Owen also takes on an army of gunmen with a sub-machine gun - often fighting with the baby under his arm.


September 9, 2007, 03:23 AM
M.E.N. is a news outlet? The were taken down after a news outlet called a billboard company? Is this news or is it a news company actually creating the news by injecting itself?

September 9, 2007, 09:36 AM
I think damien summed up perfectly, exactly what I was trying to say about this movie. If indeeed, it was meant to be an anti-gun movie, it actually fails miserably. In fact, in failing to produce an anti-gun message for anyone other than gun-grabbers that can skew anything to be anti-gun, it actually casts anti-gun in a somewhat realistic light.

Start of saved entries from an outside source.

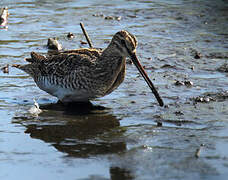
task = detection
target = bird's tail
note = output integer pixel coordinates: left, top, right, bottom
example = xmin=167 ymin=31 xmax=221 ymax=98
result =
xmin=25 ymin=52 xmax=47 ymax=63
xmin=12 ymin=52 xmax=46 ymax=77
xmin=12 ymin=63 xmax=37 ymax=77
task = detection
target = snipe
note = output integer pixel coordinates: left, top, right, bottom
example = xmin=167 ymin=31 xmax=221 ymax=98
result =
xmin=16 ymin=30 xmax=164 ymax=106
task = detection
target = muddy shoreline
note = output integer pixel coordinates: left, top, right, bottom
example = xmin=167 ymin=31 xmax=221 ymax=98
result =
xmin=0 ymin=0 xmax=228 ymax=179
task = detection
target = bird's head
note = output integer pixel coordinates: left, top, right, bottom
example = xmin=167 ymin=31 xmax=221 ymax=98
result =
xmin=112 ymin=30 xmax=138 ymax=57
xmin=110 ymin=30 xmax=164 ymax=107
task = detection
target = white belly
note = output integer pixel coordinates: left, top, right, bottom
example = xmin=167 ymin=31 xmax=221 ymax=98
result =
xmin=36 ymin=78 xmax=95 ymax=102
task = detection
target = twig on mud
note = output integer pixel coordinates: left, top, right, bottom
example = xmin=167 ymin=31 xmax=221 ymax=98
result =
xmin=80 ymin=22 xmax=93 ymax=48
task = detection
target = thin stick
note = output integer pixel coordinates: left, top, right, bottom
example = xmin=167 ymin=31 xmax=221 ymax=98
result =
xmin=80 ymin=22 xmax=93 ymax=48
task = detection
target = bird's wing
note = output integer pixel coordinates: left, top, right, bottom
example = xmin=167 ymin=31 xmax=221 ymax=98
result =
xmin=47 ymin=48 xmax=102 ymax=59
xmin=38 ymin=51 xmax=97 ymax=77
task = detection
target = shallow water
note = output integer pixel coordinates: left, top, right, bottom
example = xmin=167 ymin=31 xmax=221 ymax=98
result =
xmin=0 ymin=0 xmax=228 ymax=179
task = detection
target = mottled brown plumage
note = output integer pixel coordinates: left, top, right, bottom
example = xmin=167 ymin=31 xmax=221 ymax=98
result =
xmin=16 ymin=30 xmax=164 ymax=106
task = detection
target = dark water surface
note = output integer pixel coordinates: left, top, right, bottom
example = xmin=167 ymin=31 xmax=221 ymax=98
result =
xmin=0 ymin=0 xmax=228 ymax=179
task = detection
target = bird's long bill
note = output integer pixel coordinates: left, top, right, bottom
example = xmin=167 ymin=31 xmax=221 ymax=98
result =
xmin=130 ymin=52 xmax=164 ymax=107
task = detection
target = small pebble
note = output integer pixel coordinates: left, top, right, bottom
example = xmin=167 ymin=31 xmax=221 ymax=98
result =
xmin=174 ymin=80 xmax=184 ymax=86
xmin=157 ymin=121 xmax=163 ymax=127
xmin=184 ymin=80 xmax=193 ymax=86
xmin=67 ymin=32 xmax=74 ymax=39
xmin=12 ymin=64 xmax=20 ymax=68
xmin=1 ymin=64 xmax=9 ymax=73
xmin=47 ymin=37 xmax=62 ymax=51
xmin=175 ymin=111 xmax=184 ymax=116
xmin=92 ymin=13 xmax=104 ymax=17
xmin=194 ymin=96 xmax=213 ymax=103
xmin=204 ymin=97 xmax=210 ymax=102
xmin=194 ymin=52 xmax=202 ymax=59
xmin=104 ymin=16 xmax=121 ymax=21
xmin=127 ymin=15 xmax=137 ymax=18
xmin=195 ymin=144 xmax=205 ymax=158
xmin=80 ymin=40 xmax=87 ymax=45
xmin=164 ymin=105 xmax=169 ymax=108
xmin=217 ymin=63 xmax=228 ymax=73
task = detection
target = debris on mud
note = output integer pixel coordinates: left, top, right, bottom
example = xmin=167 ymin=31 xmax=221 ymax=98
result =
xmin=174 ymin=80 xmax=185 ymax=86
xmin=1 ymin=64 xmax=9 ymax=73
xmin=67 ymin=32 xmax=75 ymax=39
xmin=29 ymin=99 xmax=42 ymax=116
xmin=184 ymin=80 xmax=193 ymax=86
xmin=0 ymin=7 xmax=9 ymax=27
xmin=105 ymin=16 xmax=121 ymax=21
xmin=80 ymin=40 xmax=87 ymax=45
xmin=217 ymin=63 xmax=228 ymax=72
xmin=190 ymin=48 xmax=202 ymax=59
xmin=205 ymin=52 xmax=228 ymax=59
xmin=93 ymin=13 xmax=121 ymax=21
xmin=192 ymin=96 xmax=213 ymax=103
xmin=156 ymin=121 xmax=163 ymax=127
xmin=174 ymin=111 xmax=184 ymax=116
xmin=47 ymin=37 xmax=62 ymax=51
xmin=191 ymin=91 xmax=228 ymax=104
xmin=92 ymin=13 xmax=105 ymax=17
xmin=195 ymin=144 xmax=205 ymax=158
xmin=206 ymin=91 xmax=228 ymax=102
xmin=161 ymin=64 xmax=177 ymax=69
xmin=12 ymin=64 xmax=20 ymax=68
xmin=194 ymin=52 xmax=202 ymax=59
xmin=174 ymin=80 xmax=193 ymax=87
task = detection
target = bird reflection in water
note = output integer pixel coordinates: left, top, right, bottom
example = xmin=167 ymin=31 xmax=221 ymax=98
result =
xmin=13 ymin=102 xmax=136 ymax=179
xmin=14 ymin=102 xmax=125 ymax=157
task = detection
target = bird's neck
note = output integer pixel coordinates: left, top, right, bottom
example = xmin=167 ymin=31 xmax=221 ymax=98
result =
xmin=91 ymin=42 xmax=127 ymax=96
xmin=97 ymin=42 xmax=126 ymax=75
xmin=101 ymin=41 xmax=126 ymax=60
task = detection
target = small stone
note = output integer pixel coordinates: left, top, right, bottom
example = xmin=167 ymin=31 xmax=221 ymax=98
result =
xmin=174 ymin=80 xmax=184 ymax=86
xmin=194 ymin=52 xmax=202 ymax=59
xmin=47 ymin=38 xmax=62 ymax=51
xmin=116 ymin=16 xmax=121 ymax=21
xmin=164 ymin=105 xmax=169 ymax=108
xmin=195 ymin=144 xmax=205 ymax=158
xmin=199 ymin=97 xmax=204 ymax=102
xmin=104 ymin=16 xmax=121 ymax=21
xmin=175 ymin=111 xmax=184 ymax=116
xmin=217 ymin=63 xmax=228 ymax=72
xmin=92 ymin=13 xmax=104 ymax=17
xmin=80 ymin=40 xmax=87 ymax=45
xmin=204 ymin=97 xmax=210 ymax=102
xmin=184 ymin=80 xmax=193 ymax=86
xmin=157 ymin=121 xmax=162 ymax=127
xmin=127 ymin=15 xmax=137 ymax=18
xmin=67 ymin=32 xmax=74 ymax=39
xmin=1 ymin=64 xmax=9 ymax=73
xmin=12 ymin=64 xmax=20 ymax=68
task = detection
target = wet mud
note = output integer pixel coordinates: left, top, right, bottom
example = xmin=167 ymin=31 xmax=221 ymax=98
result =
xmin=0 ymin=0 xmax=228 ymax=180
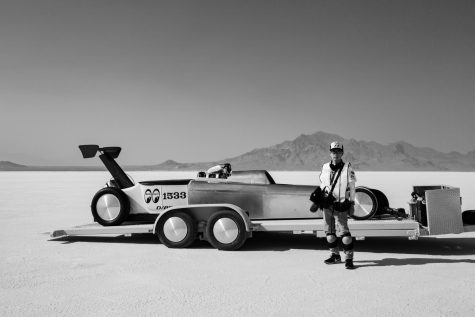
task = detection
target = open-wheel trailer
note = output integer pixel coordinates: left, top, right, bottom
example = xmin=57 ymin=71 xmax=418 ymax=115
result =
xmin=51 ymin=186 xmax=475 ymax=250
xmin=50 ymin=145 xmax=475 ymax=250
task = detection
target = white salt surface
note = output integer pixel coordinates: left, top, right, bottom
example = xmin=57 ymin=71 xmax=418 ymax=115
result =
xmin=1 ymin=172 xmax=475 ymax=316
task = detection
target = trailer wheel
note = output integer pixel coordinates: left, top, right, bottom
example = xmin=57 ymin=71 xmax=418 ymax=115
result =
xmin=351 ymin=187 xmax=378 ymax=220
xmin=91 ymin=187 xmax=130 ymax=226
xmin=462 ymin=210 xmax=475 ymax=225
xmin=206 ymin=210 xmax=247 ymax=251
xmin=156 ymin=212 xmax=197 ymax=248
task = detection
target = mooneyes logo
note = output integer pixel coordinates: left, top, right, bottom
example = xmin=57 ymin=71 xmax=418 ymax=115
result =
xmin=152 ymin=189 xmax=160 ymax=203
xmin=144 ymin=188 xmax=160 ymax=204
xmin=144 ymin=189 xmax=152 ymax=203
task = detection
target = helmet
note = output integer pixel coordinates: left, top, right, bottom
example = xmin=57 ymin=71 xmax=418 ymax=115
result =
xmin=222 ymin=163 xmax=232 ymax=173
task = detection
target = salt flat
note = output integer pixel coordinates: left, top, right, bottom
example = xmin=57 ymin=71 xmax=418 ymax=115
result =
xmin=1 ymin=172 xmax=474 ymax=316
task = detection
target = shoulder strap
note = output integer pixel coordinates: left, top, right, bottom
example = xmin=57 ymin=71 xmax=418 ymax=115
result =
xmin=329 ymin=165 xmax=343 ymax=194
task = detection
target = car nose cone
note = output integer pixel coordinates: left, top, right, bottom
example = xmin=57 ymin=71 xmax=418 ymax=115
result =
xmin=96 ymin=194 xmax=121 ymax=221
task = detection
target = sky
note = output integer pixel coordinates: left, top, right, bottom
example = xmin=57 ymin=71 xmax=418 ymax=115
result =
xmin=0 ymin=0 xmax=474 ymax=165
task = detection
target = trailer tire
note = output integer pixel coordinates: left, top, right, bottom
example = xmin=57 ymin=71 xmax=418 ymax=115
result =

The hero in this movie begins the film unarmed. So, if concealed carry wasn't legal in his city, he (the law abiding citizen) was the only one obeying the law. The first gun he comes by, he gets from the woman he is trying to save. When attacked, she pulls a gun to defend here life and the life of her baby. Without this gun, both her and baby would be dead right at the very beginning. Plus, we can't forget the "rules of gun safety" scene where he is teaching the baby gun safety. This shows the pro-gun sides respect for firearms and devotion to instilling gun safety to children.

There is a highly criticized scene early on where he shoots the baby's umbilical cord to "cut" it. This may be meant to be a crude slap at gun owners, but if anything this was done out of necessity and illustrates how a gun really is just a "tool." There he had nothing available to him to cut the umbilical cord, but he needed to do so to separate the woman and baby so they could run to safety. He improvised to save their lives.

Also, the only overtly anti-gun characters are the bad guys. Of course, while they themselves break the law and use guns to victimize others, they want their would be victims to be unarmed and helpless. Yes, its true, one of the bad guys is a gun manufacturer BUT he doesn't represent the controlling officer of a large top tier gun manufacturer. He is a small business owner that wants to make money any way he can, even if it means putting his desire to make money above his support for Second Amendment rights. Any industry is bound to have these kind of "bad apples", that doesn't make the entire industry this way.

And, lets not forget that they worked for the anti-gun senator. That's right, the anti-gun senator that wanted to ban guns to make society safer sent out armed criminal to assassinate a large number of women and babies. Think about it, the real "baby killers" in this film are the gun-control supporters. Not to mention, this imitates the real life elitist hypocrisy of gun-banning figures that want their perceived "importance" to shield them from the very laws and restrictions they support. They don't want us average law abiding citizens to have guns but they have no problem either having guns themselves or employing others that have guns, when it suits their needs and furthers their agenda.

As for the Senator's killing, I didn't see the hero doing this to get guns banned. I saw this as simply a slap in the face to the 'normal movie way' of handling such a situation. Usually a villain says to the good guy that, by killing him, he is making him a martyr and the hero almost always spares the bad guy because of this. In this case, the hero says this and the senator agrees thinking this is his way to stay alive. But, not in this movie.

Also, remember Paul Giamatti's character's almost necrophiliac scene? What better way to show anti-gun "perverse love" and use of death. He of course was also the only one to proclaim his love for violence. How novel, the gun toting criminal that loves violence and death is gun-control supporter.

And of course, let's not forget that the availability of firearms and the ability to use them, is the only thing that manages to save the "good guys."


Again, this is just my interpretation of the movie.

September 9, 2007, 09:44 AM
Sounds like Clive Owen (anyone see "sin city"?) and Paul Giamatti are about to get a taste of the ridiculous mouth foaming logical power of the anti's.
At some point, it will occur to them that perhaps the pro gun crowd is as misunderstood as they are, once they're crucified for a stupid movie.

Maybe this movie will do more good for the 2A cause.